No object relational mapping layer (not even Rails and ActiveRecord) can match the simplicity, performance, and speed of development one can get just using plain old objects that are kept in memory all the time. Most small office apps with no more than a handful of users can easily fit everything into memory, this is the idea behind Prevayler.
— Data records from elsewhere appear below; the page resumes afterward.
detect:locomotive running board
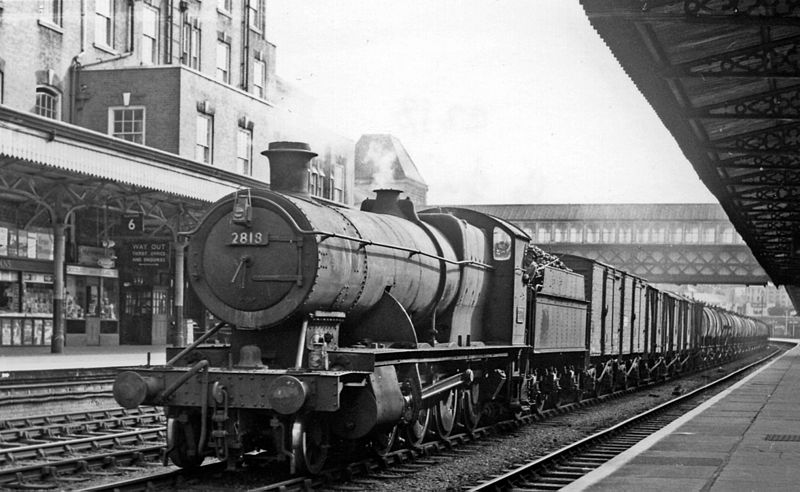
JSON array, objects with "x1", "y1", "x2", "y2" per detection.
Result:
[{"x1": 328, "y1": 345, "x2": 528, "y2": 372}]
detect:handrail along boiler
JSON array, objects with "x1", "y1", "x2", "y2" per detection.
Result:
[{"x1": 109, "y1": 142, "x2": 764, "y2": 473}]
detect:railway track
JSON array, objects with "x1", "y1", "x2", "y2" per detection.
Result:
[
  {"x1": 0, "y1": 407, "x2": 166, "y2": 489},
  {"x1": 76, "y1": 352, "x2": 777, "y2": 491},
  {"x1": 0, "y1": 367, "x2": 123, "y2": 416},
  {"x1": 469, "y1": 352, "x2": 777, "y2": 492}
]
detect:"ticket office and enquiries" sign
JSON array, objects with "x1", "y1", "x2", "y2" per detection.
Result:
[{"x1": 129, "y1": 241, "x2": 170, "y2": 267}]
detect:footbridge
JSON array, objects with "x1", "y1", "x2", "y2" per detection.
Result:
[{"x1": 465, "y1": 203, "x2": 769, "y2": 285}]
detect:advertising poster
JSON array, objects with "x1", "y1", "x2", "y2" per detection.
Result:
[
  {"x1": 36, "y1": 232, "x2": 53, "y2": 260},
  {"x1": 0, "y1": 226, "x2": 8, "y2": 256},
  {"x1": 14, "y1": 230, "x2": 28, "y2": 258},
  {"x1": 8, "y1": 227, "x2": 17, "y2": 256},
  {"x1": 27, "y1": 232, "x2": 38, "y2": 259}
]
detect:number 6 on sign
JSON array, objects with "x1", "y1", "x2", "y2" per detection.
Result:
[{"x1": 122, "y1": 214, "x2": 142, "y2": 234}]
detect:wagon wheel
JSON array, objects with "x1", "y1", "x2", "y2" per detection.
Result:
[
  {"x1": 459, "y1": 384, "x2": 482, "y2": 431},
  {"x1": 370, "y1": 425, "x2": 397, "y2": 456},
  {"x1": 167, "y1": 414, "x2": 205, "y2": 468},
  {"x1": 433, "y1": 389, "x2": 458, "y2": 437},
  {"x1": 292, "y1": 414, "x2": 330, "y2": 475},
  {"x1": 533, "y1": 393, "x2": 547, "y2": 414},
  {"x1": 403, "y1": 408, "x2": 431, "y2": 448},
  {"x1": 595, "y1": 376, "x2": 614, "y2": 396}
]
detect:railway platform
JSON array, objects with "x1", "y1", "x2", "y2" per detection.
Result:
[
  {"x1": 563, "y1": 347, "x2": 800, "y2": 492},
  {"x1": 0, "y1": 345, "x2": 166, "y2": 372}
]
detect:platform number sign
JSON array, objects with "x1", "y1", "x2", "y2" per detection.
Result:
[{"x1": 122, "y1": 214, "x2": 143, "y2": 235}]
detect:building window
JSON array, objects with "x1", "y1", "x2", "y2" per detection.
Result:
[
  {"x1": 33, "y1": 87, "x2": 61, "y2": 120},
  {"x1": 619, "y1": 225, "x2": 633, "y2": 243},
  {"x1": 650, "y1": 225, "x2": 667, "y2": 244},
  {"x1": 333, "y1": 163, "x2": 344, "y2": 202},
  {"x1": 217, "y1": 40, "x2": 231, "y2": 84},
  {"x1": 636, "y1": 225, "x2": 650, "y2": 244},
  {"x1": 700, "y1": 225, "x2": 717, "y2": 244},
  {"x1": 39, "y1": 0, "x2": 64, "y2": 26},
  {"x1": 669, "y1": 224, "x2": 683, "y2": 244},
  {"x1": 94, "y1": 0, "x2": 114, "y2": 47},
  {"x1": 108, "y1": 107, "x2": 145, "y2": 144},
  {"x1": 247, "y1": 0, "x2": 264, "y2": 31},
  {"x1": 569, "y1": 225, "x2": 583, "y2": 244},
  {"x1": 253, "y1": 60, "x2": 266, "y2": 98},
  {"x1": 720, "y1": 226, "x2": 736, "y2": 244},
  {"x1": 236, "y1": 128, "x2": 253, "y2": 176},
  {"x1": 586, "y1": 224, "x2": 600, "y2": 243},
  {"x1": 600, "y1": 224, "x2": 616, "y2": 244},
  {"x1": 181, "y1": 22, "x2": 200, "y2": 70},
  {"x1": 553, "y1": 223, "x2": 568, "y2": 243},
  {"x1": 142, "y1": 6, "x2": 159, "y2": 65},
  {"x1": 684, "y1": 226, "x2": 700, "y2": 243},
  {"x1": 194, "y1": 114, "x2": 214, "y2": 164}
]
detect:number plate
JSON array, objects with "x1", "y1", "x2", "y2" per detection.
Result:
[{"x1": 230, "y1": 231, "x2": 269, "y2": 246}]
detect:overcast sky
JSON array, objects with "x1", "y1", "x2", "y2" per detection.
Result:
[{"x1": 267, "y1": 0, "x2": 715, "y2": 204}]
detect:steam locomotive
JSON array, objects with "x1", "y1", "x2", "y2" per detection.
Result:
[{"x1": 109, "y1": 142, "x2": 767, "y2": 473}]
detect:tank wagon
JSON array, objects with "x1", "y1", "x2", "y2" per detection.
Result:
[{"x1": 114, "y1": 142, "x2": 766, "y2": 473}]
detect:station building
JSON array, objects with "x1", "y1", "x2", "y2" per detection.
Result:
[{"x1": 0, "y1": 0, "x2": 354, "y2": 352}]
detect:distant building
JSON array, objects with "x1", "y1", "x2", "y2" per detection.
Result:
[
  {"x1": 0, "y1": 0, "x2": 353, "y2": 201},
  {"x1": 0, "y1": 0, "x2": 355, "y2": 351},
  {"x1": 355, "y1": 134, "x2": 428, "y2": 208}
]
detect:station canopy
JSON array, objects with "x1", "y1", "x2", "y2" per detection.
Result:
[{"x1": 581, "y1": 0, "x2": 800, "y2": 307}]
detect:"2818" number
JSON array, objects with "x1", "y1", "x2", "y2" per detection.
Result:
[{"x1": 231, "y1": 232, "x2": 264, "y2": 244}]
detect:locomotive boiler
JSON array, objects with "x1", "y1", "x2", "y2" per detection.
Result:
[{"x1": 109, "y1": 142, "x2": 528, "y2": 472}]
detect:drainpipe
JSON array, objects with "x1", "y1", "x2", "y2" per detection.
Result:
[
  {"x1": 69, "y1": 0, "x2": 86, "y2": 123},
  {"x1": 241, "y1": 0, "x2": 254, "y2": 91}
]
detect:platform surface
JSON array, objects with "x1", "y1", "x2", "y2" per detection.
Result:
[
  {"x1": 563, "y1": 347, "x2": 800, "y2": 492},
  {"x1": 0, "y1": 345, "x2": 166, "y2": 373}
]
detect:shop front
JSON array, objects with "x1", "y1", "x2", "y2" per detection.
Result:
[
  {"x1": 120, "y1": 239, "x2": 173, "y2": 345},
  {"x1": 64, "y1": 265, "x2": 119, "y2": 346},
  {"x1": 0, "y1": 222, "x2": 53, "y2": 346}
]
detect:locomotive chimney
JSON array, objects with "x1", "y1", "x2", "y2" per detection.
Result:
[
  {"x1": 261, "y1": 142, "x2": 317, "y2": 196},
  {"x1": 372, "y1": 188, "x2": 404, "y2": 217}
]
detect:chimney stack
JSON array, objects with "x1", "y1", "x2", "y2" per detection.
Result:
[{"x1": 261, "y1": 142, "x2": 317, "y2": 197}]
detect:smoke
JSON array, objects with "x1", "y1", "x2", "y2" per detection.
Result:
[{"x1": 364, "y1": 140, "x2": 397, "y2": 189}]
The basic idea is to use a command pattern to apply changes to your model, you can then log the commands, snapshot the model, and replay the log in case of a crash to bring the last snapshot up to date. Nice idea, if you’re OK creating commands for every state changing action in you’re application and being careful with how you use timestamps so replaying the logs works properly. I’m not OK with that, it introduces a level of complexity that is overkill for many apps and is likely the reason more people don’t use a Prevayler like approach.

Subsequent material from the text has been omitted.